Il Governo evita quindi di concentrare le sue energie, come dovrebbe, sulla attuazione di strumenti operativi in grado invertire la pratica diffusa da almeno un ventennio di disinvestimento in innovazione tecnica e produttiva , di delocalizzazioni produttive della piccola e media impresa fondate sulla rincorsa alle flessibilita' estera del lavoro dipendente e la rinuncia a qualsiasi sfida sulla qualita' di gamma del prodotto ( vedi tutto il settore tessile e abbigliamento) , di distruzione di un sistema di grandi aziende produttive pubbliche, tutte altamente competitive e ridotte a livelli di indebitamento spaventoso, dopo frettolose privatizzazioni a buon mercato , che hanno reso impossibile vere politiche aziendali di rilancio produttivo ( vedi : Iri , Enel , Telecom , Autostrade , Acea), di distruzione finanziaria di grandi aziende private avvenuto in relazione alla estensione dei processi di finanziarizzazione speculativa dei rapporti economici caratterizati da forti reimpieghi in campo speculativo di disinvestimenti produttivi ( vedi : Parmalat , Cirio , Pirelli cavi, Monte dei Paschi, ed in parte anche la Fiat) , e di indebolimento progressivo della domanda interna in ragione di una politica aziendale di bassi salari favorita dalla contemporanea inefficenza e pesantezza del sistema fiscale.

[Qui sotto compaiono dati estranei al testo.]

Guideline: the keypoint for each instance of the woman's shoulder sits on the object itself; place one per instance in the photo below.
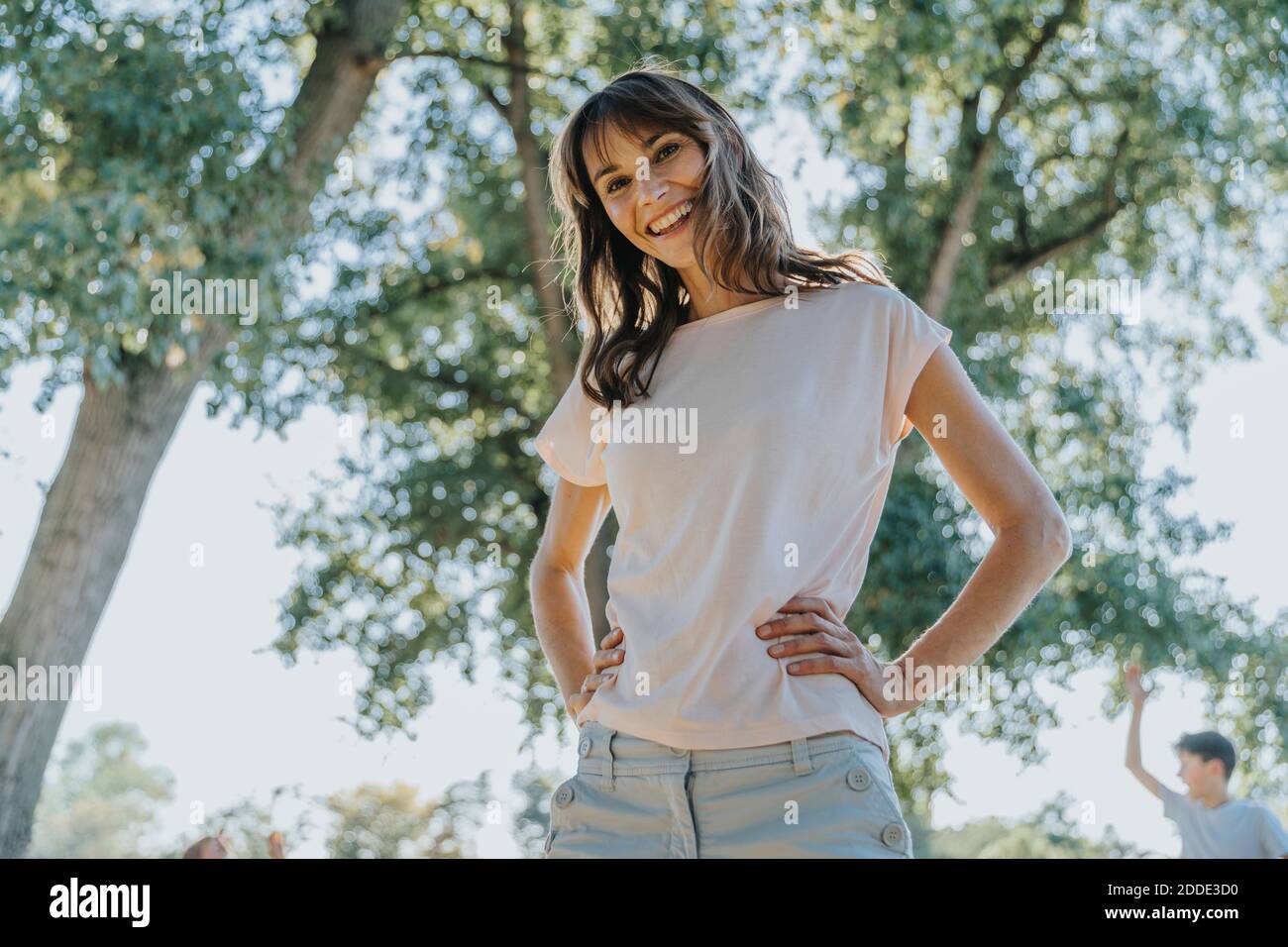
(858, 296)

Il Governo insiste infatti a privilegiare una politica di compressione della domanda ed, in perfetta continuita' con il passato, non imposta alcuna nuova politica industriale nazionale per governare processi di ristrutturazione e di riprogrammazione delle scelte produttive inevitabili in presenza di formidabili mutamenti delle condizioni del mercato internazionale e del sistema bancario e finanziario nazionale, perpetuando quella assenza di iniziativa che ha gia' in passato penalizzato direttamente tutti i settori di punta del nostro apparato produttivo ( vedi ad es. Cantieristica, Siderurgia, Agro- Alimentare, Meccanica, per non parlare del disastro della Chimica e della Farmaceutica).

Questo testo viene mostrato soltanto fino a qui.